In other words, no roosters — check. 

So, my partner built a coop. And in mid-September, I walked out of Gordon’s Feed and Seed in south Phoenix with a box full of cheeping chicks. 2020 was instantly better. 

“I love it. I love that story, because people are underestimating birds, and also, they are underestimating chickens," says Dr. Margit Gabriele Muller, executive director of the Abu Dhabi Falcon Hospital. Sometimes you have to cross an ocean to find someone who can appreciate your interests. "Chickens can make fantastic pets, and they can really get very affectionate with people. I mean, just imagine, a chicken is able to recognize 100 human faces. They know exactly that you are you, and your partner is your partner.”

Muller is also the author of the award-winning book "Your Pet, Your Pill: 101 Inspirational Stories About How Pets Can Lead You to a Happy, Healthy and Successful Life."

She says pets improve our physical and mental well-being, whether your pet is a falcon or a fish. 

“When you look at this fish, you are really into it. You are even improving your ability to process thoughts and to retain information. Even, you are increasing your attention span, which is great, like, for people who are suffering from Alzheimer’s," Muller says.

During difficult times, having a colorful fish to look at or chickens to tend to can have a real impact on our bodies.

“When we are stressed out, our well-being is decreased. Our stress hormones go up. But when you play with your pet and you cuddle your pet, your stress hormones are going down," Muller says. "That’s science. That’s proven science.” 

And there’s something else your pets can give you that a partner or kid can’t always guarantee. 

Dr. Lori Kogan is a Colorado State University psychologist who studies human-animal interactions — and the special relationships they develop.

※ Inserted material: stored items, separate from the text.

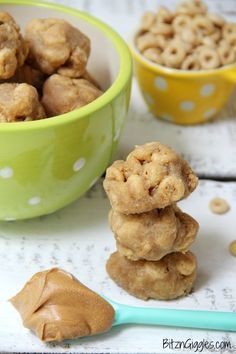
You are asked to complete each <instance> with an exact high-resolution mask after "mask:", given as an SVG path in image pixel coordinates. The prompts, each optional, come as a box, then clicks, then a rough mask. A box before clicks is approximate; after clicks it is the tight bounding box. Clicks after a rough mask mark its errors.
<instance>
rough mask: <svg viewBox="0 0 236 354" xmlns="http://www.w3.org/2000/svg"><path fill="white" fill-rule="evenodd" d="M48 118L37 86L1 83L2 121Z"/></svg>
mask: <svg viewBox="0 0 236 354" xmlns="http://www.w3.org/2000/svg"><path fill="white" fill-rule="evenodd" d="M41 118H46V114H45V111H44V109H43V106H42V105H41V104H40V102H39V98H38V93H37V90H36V88H34V87H33V86H31V85H28V84H15V83H10V84H8V83H7V84H1V85H0V122H6V123H9V122H19V121H29V120H36V119H41Z"/></svg>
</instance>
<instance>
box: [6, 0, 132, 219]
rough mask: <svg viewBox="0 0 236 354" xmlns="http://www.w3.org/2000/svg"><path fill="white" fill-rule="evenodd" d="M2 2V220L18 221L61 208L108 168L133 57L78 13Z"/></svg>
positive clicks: (70, 10) (128, 100)
mask: <svg viewBox="0 0 236 354" xmlns="http://www.w3.org/2000/svg"><path fill="white" fill-rule="evenodd" d="M0 5H1V13H0V151H1V154H0V195H1V201H0V220H18V219H27V218H32V217H36V216H40V215H45V214H49V213H52V212H54V211H56V210H58V209H60V208H62V207H64V206H66V205H67V204H69V203H71V202H72V201H74V200H75V199H77V198H78V197H80V196H81V195H82V194H83V193H85V192H86V191H87V190H88V189H89V188H90V186H92V185H93V184H94V183H95V181H96V179H98V178H99V176H101V174H102V173H103V172H104V171H105V169H106V167H107V165H108V164H109V162H110V159H111V156H112V154H113V152H114V150H115V148H116V146H117V142H118V139H119V135H120V132H121V129H122V126H123V124H124V120H125V117H126V113H127V110H128V106H129V97H130V87H131V78H132V60H131V56H130V52H129V49H128V47H127V46H126V44H125V43H124V41H123V40H122V39H121V38H120V37H119V35H117V34H116V33H115V32H114V31H113V30H112V29H111V28H110V27H108V26H107V25H105V24H104V23H102V22H100V21H99V20H97V19H95V18H93V17H91V16H89V15H87V14H85V13H83V12H80V11H77V10H74V9H71V8H67V7H64V6H61V5H56V4H49V3H44V2H40V1H34V2H32V1H30V0H9V1H4V0H0ZM101 48H103V50H101Z"/></svg>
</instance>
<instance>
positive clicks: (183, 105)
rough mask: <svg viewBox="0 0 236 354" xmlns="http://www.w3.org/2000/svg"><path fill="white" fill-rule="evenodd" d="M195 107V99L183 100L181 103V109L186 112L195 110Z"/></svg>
mask: <svg viewBox="0 0 236 354" xmlns="http://www.w3.org/2000/svg"><path fill="white" fill-rule="evenodd" d="M194 108H195V103H194V102H193V101H182V102H181V103H180V109H181V110H182V111H185V112H190V111H193V110H194Z"/></svg>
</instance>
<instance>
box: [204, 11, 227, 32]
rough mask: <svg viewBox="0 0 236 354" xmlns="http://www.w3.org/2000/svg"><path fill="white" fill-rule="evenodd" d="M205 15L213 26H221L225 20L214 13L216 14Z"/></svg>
mask: <svg viewBox="0 0 236 354" xmlns="http://www.w3.org/2000/svg"><path fill="white" fill-rule="evenodd" d="M207 17H208V18H209V20H210V21H211V22H212V23H213V24H214V26H216V27H220V28H221V27H223V25H224V23H225V20H224V19H223V17H222V16H220V15H216V14H212V13H210V14H208V15H207Z"/></svg>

“They kind of love us no matter what, right?" Kogan says. "And so, if we’re in sweats all day long or we didn’t wash our hair, they don’t care.”

Her point is that a pet’s love is reliable, even when not much else is. Your dog will always go for a walk with you. Your cat will almost always purr for chin scritches. And your chickens will always want what you have.

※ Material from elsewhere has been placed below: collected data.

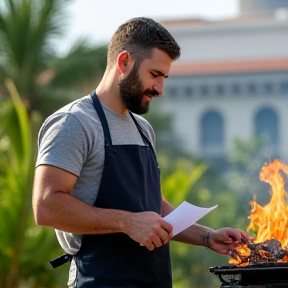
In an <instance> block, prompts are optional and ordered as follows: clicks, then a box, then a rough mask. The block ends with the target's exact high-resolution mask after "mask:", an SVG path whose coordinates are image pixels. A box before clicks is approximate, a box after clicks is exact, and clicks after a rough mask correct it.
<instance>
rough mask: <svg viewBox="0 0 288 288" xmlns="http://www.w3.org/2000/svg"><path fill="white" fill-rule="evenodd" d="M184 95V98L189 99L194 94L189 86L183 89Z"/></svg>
mask: <svg viewBox="0 0 288 288" xmlns="http://www.w3.org/2000/svg"><path fill="white" fill-rule="evenodd" d="M184 93H185V96H186V97H191V96H193V94H194V89H193V87H191V86H187V87H185V88H184Z"/></svg>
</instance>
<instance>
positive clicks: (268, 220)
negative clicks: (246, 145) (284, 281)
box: [229, 159, 288, 266]
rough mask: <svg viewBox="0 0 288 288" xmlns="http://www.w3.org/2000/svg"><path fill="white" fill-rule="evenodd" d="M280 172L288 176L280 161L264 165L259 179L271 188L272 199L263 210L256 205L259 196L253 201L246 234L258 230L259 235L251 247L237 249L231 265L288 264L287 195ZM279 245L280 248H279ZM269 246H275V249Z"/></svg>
mask: <svg viewBox="0 0 288 288" xmlns="http://www.w3.org/2000/svg"><path fill="white" fill-rule="evenodd" d="M280 171H282V172H284V173H285V174H288V167H287V166H286V165H285V164H284V163H283V162H281V161H279V160H277V159H276V160H274V161H273V162H272V163H270V164H267V163H265V164H264V166H263V167H262V169H261V171H260V180H261V181H263V182H266V183H268V184H269V185H270V186H271V191H270V192H271V200H270V202H269V203H268V204H266V205H265V206H263V207H262V206H261V205H259V204H258V203H257V202H256V196H254V199H253V201H251V202H250V205H251V206H252V210H251V213H250V215H249V216H248V219H250V224H249V226H248V227H247V231H248V232H251V231H257V234H256V236H255V239H254V241H253V243H251V245H242V246H239V247H238V248H237V251H236V253H235V254H236V255H234V256H235V258H231V259H230V261H229V263H230V264H233V265H240V266H246V265H249V264H250V263H251V262H258V263H261V262H267V261H270V262H288V250H287V246H288V239H287V232H288V205H287V202H286V197H287V193H286V191H285V188H284V186H285V181H284V179H283V177H282V175H281V172H280ZM272 239H273V241H272V242H271V240H272ZM277 243H279V247H278V248H277V249H276V248H275V247H276V246H277V245H278V244H277ZM275 245H276V246H275ZM269 246H271V247H272V246H273V247H272V248H273V249H272V248H271V247H269ZM267 247H268V248H267ZM271 250H273V253H271ZM286 252H287V253H286ZM276 253H277V254H278V255H277V257H276V255H275V254H276ZM252 254H253V255H252ZM279 255H280V256H279ZM252 256H253V257H252Z"/></svg>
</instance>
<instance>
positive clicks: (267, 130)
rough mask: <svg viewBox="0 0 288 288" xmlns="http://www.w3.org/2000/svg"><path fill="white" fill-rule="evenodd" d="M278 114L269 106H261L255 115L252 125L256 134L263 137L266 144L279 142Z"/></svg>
mask: <svg viewBox="0 0 288 288" xmlns="http://www.w3.org/2000/svg"><path fill="white" fill-rule="evenodd" d="M278 122H279V121H278V115H277V113H276V112H275V111H274V110H272V109H271V108H263V109H261V110H259V111H258V113H257V114H256V115H255V120H254V127H255V134H256V136H261V137H265V139H266V141H267V144H268V145H278V144H279V123H278Z"/></svg>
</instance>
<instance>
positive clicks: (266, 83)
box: [264, 82, 274, 94]
mask: <svg viewBox="0 0 288 288" xmlns="http://www.w3.org/2000/svg"><path fill="white" fill-rule="evenodd" d="M273 88H274V87H273V83H270V82H267V83H264V93H265V94H271V93H273Z"/></svg>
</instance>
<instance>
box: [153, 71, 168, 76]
mask: <svg viewBox="0 0 288 288" xmlns="http://www.w3.org/2000/svg"><path fill="white" fill-rule="evenodd" d="M153 71H154V72H156V73H157V74H158V75H159V76H163V77H164V78H168V77H169V75H165V74H164V73H163V72H161V71H160V70H157V69H153Z"/></svg>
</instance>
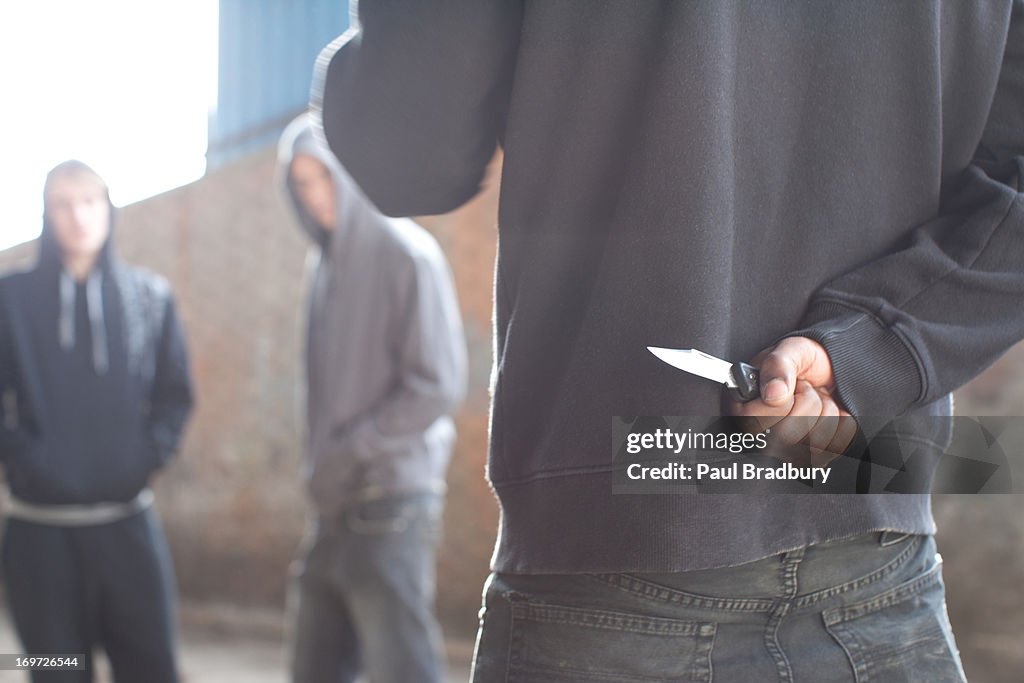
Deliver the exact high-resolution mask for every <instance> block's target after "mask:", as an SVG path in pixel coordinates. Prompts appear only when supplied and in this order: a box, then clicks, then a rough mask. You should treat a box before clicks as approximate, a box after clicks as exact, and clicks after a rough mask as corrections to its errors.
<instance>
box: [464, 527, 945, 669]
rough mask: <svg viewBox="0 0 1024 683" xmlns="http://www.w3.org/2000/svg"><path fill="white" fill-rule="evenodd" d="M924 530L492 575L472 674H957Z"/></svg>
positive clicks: (480, 614) (940, 594) (930, 552)
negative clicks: (722, 559)
mask: <svg viewBox="0 0 1024 683" xmlns="http://www.w3.org/2000/svg"><path fill="white" fill-rule="evenodd" d="M941 562H942V560H941V558H940V557H939V556H938V554H937V553H936V551H935V542H934V539H933V538H932V537H930V536H907V535H903V533H895V532H890V531H885V532H881V533H871V535H865V536H860V537H856V538H853V539H847V540H841V541H833V542H828V543H824V544H820V545H815V546H809V547H805V548H800V549H797V550H794V551H792V552H786V553H783V554H781V555H777V556H772V557H768V558H765V559H762V560H758V561H755V562H750V563H746V564H742V565H738V566H734V567H726V568H720V569H707V570H700V571H688V572H678V573H666V574H652V573H644V574H635V573H610V574H558V575H552V574H535V575H527V574H507V573H493V574H492V575H490V577H489V578H488V580H487V582H486V584H485V586H484V591H483V607H482V608H481V609H480V630H479V632H478V634H477V642H476V652H475V656H474V663H473V676H472V680H473V683H503V682H504V683H542V682H543V683H568V682H570V681H571V682H573V683H584V682H587V683H612V682H614V683H650V682H652V681H699V682H706V683H707V682H711V681H714V682H715V683H722V682H725V683H766V682H769V681H782V682H786V683H792V682H797V683H831V682H837V683H838V682H844V683H849V682H856V683H867V682H868V681H870V682H872V683H876V682H877V683H895V682H897V681H913V682H921V683H945V682H947V681H950V682H951V681H957V682H959V681H965V677H964V671H963V668H962V667H961V663H959V655H958V652H957V650H956V646H955V643H954V642H953V637H952V632H951V630H950V628H949V621H948V618H947V616H946V610H945V599H944V589H943V585H942V578H941Z"/></svg>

And those little things can go a long way toward centering you. 

“They’re, like, not worried about what’s going to happen tomorrow or is the vaccine coming to town," Kogan says. "They’re just concerned with that present moment, and they help bring us back to that place. It’s just, it’s a lightness of being that I think sometimes is hard to get from other areas of our lives, and especially right now.” 

Caring for chickens is a lot like caring for yourself. Fresh air, staying hydrated and a healthy diet are key.

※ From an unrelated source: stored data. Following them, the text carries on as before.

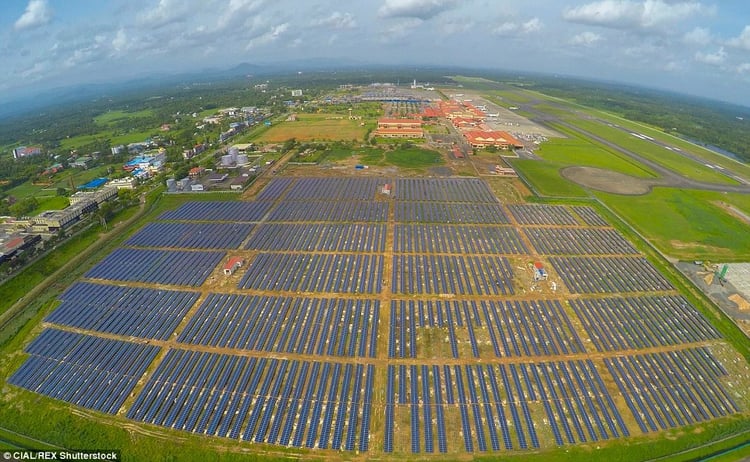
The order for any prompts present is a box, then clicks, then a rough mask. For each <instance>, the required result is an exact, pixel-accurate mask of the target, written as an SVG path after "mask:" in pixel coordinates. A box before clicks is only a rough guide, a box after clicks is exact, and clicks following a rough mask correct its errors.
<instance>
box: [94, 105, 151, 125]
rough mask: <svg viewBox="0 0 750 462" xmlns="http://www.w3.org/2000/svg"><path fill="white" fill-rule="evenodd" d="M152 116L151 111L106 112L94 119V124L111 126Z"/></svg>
mask: <svg viewBox="0 0 750 462" xmlns="http://www.w3.org/2000/svg"><path fill="white" fill-rule="evenodd" d="M153 115H154V111H153V110H151V109H144V110H142V111H135V112H127V111H108V112H105V113H104V114H100V115H98V116H96V117H94V122H96V123H97V125H104V126H108V125H112V124H113V123H118V122H123V121H128V120H132V119H138V118H146V117H151V116H153Z"/></svg>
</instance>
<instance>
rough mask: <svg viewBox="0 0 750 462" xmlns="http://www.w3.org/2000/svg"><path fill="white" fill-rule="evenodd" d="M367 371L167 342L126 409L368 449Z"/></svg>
mask: <svg viewBox="0 0 750 462" xmlns="http://www.w3.org/2000/svg"><path fill="white" fill-rule="evenodd" d="M373 374H374V367H373V366H372V365H369V366H367V367H365V366H364V365H362V364H357V365H356V366H355V365H352V364H341V363H329V362H325V363H321V362H310V361H293V360H278V359H273V358H271V359H266V358H247V357H243V356H232V355H226V354H217V353H208V352H196V351H188V350H170V351H169V353H168V354H167V356H166V357H165V358H164V360H163V361H162V362H161V363H160V365H159V367H158V368H157V370H156V371H155V372H154V373H153V374H152V375H151V378H150V379H149V381H148V383H147V384H146V386H145V387H144V389H143V391H142V392H141V394H140V395H139V396H138V398H137V399H136V401H135V403H134V404H133V406H132V407H131V408H130V409H129V411H128V417H129V418H131V419H134V420H139V421H142V422H148V423H153V424H156V425H162V426H165V427H170V428H175V429H179V430H187V431H190V432H194V433H200V434H207V435H214V436H223V437H229V438H235V439H236V438H242V439H243V440H245V441H254V442H256V443H269V444H281V445H284V446H287V445H291V446H296V447H308V448H331V449H345V450H355V449H360V450H366V449H367V441H368V438H369V430H368V425H369V419H367V421H368V424H365V423H364V421H365V419H363V417H366V416H368V415H370V413H371V407H372V399H371V394H370V392H365V391H364V389H365V387H366V385H367V384H369V385H370V386H369V387H368V390H371V389H372V386H371V384H372V380H373V378H372V377H373ZM308 416H309V418H308Z"/></svg>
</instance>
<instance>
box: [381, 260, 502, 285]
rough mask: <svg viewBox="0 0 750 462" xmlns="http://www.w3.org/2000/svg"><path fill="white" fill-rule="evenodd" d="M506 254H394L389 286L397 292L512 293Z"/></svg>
mask: <svg viewBox="0 0 750 462" xmlns="http://www.w3.org/2000/svg"><path fill="white" fill-rule="evenodd" d="M512 279H513V269H512V268H511V267H510V264H509V263H508V259H507V258H505V257H484V256H482V257H464V256H445V255H396V256H394V258H393V281H392V284H391V286H392V290H393V292H394V293H398V294H469V295H475V294H479V295H501V294H502V295H508V294H509V295H513V283H512Z"/></svg>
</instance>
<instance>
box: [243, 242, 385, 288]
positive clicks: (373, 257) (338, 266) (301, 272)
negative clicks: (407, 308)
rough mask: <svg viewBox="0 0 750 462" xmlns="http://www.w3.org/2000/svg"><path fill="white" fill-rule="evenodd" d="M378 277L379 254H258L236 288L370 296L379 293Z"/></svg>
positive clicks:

The Supreme Coop justices enjoy their usual chicken feed throughout the day. But we also let them roam around the yard — hence the shredded garden I alluded to before — and treat them to vegetable scraps from neighbors, left in brown bags at our door. 

They're not especially difficult to wrangle. They don’t like to feel left out, that’s the key. If someone finds something tasty, like the heart of a pepper still bedazzled with seeds, everyone wants a piece. 

I never expected to be ending this year reflecting on chicken-care. But here we are. 

This year could have been a lot worse, I think. But Sandra, Ruth  and the rest — they were healing in a really unexpected way.